Agreement Grants Tulalip Tribes Cut of State’s Sales Tax From Quil Ceda Village

Quil Ceda Village was conceived and built for business. The 2,200-acre municipality houses not only Tulalip Resort Casino (pictured), but a premium outlet mall; several anchor stores, including Cabela’s, Home Depot and Walmart; a retail center; an amphitheater; and several eateries.

When the Tulalip Tribes established its retail center Quil Ceda Village in 2001, the intent was to benefit from some of the sales tax dollars. Yet for nearly 20 years, Tribal leaders have watched millions flow to the State of Washington. 

That’s about to change. The Tribes, Washington State and Snohomish County have entered an agreement that could end a five-year lawsuit over who should rightfully collect sales tax at Quil Ceda Village. In 2015, the Tulalip Tribes filed the federal lawsuit seeking a percentage of the more than $40 million in taxes that the state and county receive each year. 

The memorandum of understanding signed by the Tribes, the state and the county has been months in the making. It grants the Tribes’ request to receive a portion of Washington State’s sales tax collections, starting this budget cycle. The sum of sales tax collections for the Tribes could grow to an estimated $30.2 million by 2025. Snohomish County’s sales tax allotment would remain the same. 

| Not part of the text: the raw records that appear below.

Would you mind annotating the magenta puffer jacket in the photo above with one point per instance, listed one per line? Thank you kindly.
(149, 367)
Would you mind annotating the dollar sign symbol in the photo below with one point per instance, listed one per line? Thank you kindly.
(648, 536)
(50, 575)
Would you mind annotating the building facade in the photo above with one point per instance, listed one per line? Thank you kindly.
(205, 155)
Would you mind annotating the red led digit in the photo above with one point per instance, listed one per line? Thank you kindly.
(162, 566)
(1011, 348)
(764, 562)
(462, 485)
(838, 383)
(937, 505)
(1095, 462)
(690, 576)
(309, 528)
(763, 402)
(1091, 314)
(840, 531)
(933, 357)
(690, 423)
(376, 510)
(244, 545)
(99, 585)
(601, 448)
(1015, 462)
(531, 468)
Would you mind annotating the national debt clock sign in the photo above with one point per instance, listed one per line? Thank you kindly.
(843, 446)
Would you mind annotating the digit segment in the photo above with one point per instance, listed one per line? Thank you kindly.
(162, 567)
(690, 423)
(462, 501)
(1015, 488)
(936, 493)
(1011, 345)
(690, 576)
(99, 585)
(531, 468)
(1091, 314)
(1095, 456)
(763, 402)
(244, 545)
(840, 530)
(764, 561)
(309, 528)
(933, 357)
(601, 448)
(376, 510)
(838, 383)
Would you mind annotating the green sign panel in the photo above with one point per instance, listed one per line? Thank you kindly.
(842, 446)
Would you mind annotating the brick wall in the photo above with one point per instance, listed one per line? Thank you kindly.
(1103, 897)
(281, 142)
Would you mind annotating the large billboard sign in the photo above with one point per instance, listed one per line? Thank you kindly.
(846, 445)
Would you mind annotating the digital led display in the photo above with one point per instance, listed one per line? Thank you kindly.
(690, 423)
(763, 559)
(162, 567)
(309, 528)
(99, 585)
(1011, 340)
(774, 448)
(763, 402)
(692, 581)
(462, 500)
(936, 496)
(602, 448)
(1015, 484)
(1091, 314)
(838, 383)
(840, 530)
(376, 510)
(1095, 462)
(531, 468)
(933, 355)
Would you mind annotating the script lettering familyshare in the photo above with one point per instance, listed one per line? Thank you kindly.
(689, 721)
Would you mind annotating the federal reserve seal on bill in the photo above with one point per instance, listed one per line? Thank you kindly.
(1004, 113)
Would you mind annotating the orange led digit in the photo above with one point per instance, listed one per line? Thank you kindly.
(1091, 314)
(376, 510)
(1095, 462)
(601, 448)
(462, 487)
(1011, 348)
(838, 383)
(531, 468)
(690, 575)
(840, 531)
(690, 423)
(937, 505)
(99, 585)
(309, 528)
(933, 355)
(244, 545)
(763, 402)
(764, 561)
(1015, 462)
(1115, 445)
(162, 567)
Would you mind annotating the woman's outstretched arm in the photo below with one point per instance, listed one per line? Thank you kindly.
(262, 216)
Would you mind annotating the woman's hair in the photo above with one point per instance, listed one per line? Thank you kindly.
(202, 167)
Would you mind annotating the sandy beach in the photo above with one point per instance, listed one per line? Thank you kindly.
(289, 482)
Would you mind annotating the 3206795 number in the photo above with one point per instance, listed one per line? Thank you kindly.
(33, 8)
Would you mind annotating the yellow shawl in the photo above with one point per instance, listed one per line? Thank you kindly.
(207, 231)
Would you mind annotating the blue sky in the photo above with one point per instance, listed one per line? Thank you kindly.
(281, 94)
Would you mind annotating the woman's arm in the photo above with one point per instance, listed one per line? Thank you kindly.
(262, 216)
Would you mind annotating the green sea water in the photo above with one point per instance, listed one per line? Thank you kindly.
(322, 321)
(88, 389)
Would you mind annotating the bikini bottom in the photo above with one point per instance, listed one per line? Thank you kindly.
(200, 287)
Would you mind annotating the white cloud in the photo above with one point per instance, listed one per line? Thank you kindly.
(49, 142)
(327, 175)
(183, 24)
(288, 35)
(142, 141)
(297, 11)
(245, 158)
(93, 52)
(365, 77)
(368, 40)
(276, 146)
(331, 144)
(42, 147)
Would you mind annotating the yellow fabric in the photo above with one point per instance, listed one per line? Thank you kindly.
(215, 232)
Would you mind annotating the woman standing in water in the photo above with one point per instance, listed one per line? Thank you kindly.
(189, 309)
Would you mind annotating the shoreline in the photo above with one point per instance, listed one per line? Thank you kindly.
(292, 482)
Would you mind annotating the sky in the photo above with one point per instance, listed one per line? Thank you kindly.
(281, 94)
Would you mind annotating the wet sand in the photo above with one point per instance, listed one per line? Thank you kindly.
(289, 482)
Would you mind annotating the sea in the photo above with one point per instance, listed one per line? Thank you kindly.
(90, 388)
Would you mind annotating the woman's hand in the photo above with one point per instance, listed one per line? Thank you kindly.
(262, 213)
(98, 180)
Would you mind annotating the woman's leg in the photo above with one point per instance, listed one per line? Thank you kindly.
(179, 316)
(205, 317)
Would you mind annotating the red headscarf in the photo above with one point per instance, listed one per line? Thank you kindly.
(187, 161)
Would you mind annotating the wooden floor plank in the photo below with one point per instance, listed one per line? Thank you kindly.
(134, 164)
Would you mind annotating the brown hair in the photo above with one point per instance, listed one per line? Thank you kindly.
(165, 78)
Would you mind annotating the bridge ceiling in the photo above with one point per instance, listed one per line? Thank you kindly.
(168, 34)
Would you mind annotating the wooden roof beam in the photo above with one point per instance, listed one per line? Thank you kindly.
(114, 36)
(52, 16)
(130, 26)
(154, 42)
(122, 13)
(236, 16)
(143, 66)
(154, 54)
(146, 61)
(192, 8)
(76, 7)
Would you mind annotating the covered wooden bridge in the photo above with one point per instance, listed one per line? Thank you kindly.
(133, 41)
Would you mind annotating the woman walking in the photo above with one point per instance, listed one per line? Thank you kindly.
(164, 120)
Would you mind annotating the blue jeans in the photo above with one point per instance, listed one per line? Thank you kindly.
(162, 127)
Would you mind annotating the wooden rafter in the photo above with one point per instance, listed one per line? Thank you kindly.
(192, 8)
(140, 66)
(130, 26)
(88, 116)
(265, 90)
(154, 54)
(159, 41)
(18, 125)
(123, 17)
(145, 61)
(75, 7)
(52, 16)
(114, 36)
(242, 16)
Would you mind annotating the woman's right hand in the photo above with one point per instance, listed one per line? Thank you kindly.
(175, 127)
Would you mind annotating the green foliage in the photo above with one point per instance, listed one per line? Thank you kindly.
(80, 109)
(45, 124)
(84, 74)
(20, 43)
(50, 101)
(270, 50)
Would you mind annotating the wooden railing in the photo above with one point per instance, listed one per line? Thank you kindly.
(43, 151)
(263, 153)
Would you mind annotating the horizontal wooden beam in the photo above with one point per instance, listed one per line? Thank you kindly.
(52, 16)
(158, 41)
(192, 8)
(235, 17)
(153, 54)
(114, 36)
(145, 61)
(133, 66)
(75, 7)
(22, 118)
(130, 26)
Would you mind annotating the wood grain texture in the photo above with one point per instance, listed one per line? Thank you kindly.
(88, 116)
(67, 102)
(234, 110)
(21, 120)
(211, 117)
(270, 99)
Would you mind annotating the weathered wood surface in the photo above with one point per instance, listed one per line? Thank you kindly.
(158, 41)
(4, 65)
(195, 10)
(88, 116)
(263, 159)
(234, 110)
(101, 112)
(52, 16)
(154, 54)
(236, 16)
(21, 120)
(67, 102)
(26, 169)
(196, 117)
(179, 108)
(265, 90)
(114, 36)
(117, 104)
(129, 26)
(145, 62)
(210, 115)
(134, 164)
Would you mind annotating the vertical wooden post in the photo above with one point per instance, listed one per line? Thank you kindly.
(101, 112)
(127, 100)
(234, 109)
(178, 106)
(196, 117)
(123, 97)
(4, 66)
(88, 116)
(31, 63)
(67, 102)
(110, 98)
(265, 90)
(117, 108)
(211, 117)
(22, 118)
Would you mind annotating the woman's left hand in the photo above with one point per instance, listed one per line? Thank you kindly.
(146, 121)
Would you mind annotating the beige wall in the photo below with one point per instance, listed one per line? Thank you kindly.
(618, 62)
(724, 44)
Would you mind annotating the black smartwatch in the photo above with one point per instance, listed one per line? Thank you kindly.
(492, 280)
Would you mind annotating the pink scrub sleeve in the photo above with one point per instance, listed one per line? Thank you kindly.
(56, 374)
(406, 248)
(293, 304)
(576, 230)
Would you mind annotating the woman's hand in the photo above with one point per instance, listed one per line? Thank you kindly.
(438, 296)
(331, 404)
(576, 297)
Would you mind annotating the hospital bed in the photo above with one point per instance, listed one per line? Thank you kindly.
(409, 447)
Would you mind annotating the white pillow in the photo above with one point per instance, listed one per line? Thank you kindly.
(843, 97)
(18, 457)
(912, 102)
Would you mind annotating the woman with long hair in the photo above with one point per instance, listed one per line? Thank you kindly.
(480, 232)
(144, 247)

Quil Ceda Village has won acclaim nationwide as a key strategy to building Tribal self-reliance, prosperity and communities.

In the long run, that estimated $30.2 million would help offset the $35 million the Tribes will spend to design and build a 48-bed civil commitment center in the county.

Before the agreement goes into effect, the state Legislature must grant Democratic Gov. Jay Inslee authority to negotiate sales tax sharing compacts with federally recognized Tribes, the Associated Press reported. State House and Senate hearings are slated to begin today on bills permitting the governor to act.

The Consolidated Borough of Quil Ceda Village, located on the I-5 corridor just north of Seattle, Washington, has been a huge success for the 4,900-member Tribe. Originally envisioned as an economic engine to supplement its casino, Tribal leadership went a step further, taking advantage of existing federal rules and legislation to establish Quil Ceda in 2001 as a municipality under the Indian Tribal Government Tax Status Act of 1982. In fact, Quil Ceda is the first-ever such political subdivision of a Tribal government. The only other such “federal city” is Washington D.C., Quil Ceda Village General Manager Martin Napeahi told Native Business. 

Quil Ceda functions like any other municipality. Its governing structure is a village council that, just like any other city or town council, enacts local laws and ordinances, develops village policies and sets annual village budgets. The council appoints the general manager, who functions like a city manager. And, just like any other city, the village government is responsible for building and maintaining infrastructure, parks, police and fire departments, and emergency services.  

The village was conceived and built for business. The 2,200-acre municipality houses not only Tulalip’s resort/casino and bingo hall, but a premium outlet mall; several anchor stores, including Cabela’s, Home Depot and Walmart; a retail center; an amphitheater; and several eateries. Quil Ceda Village also features the Tribally owned cannabis dispensary, Remedy Tulalip.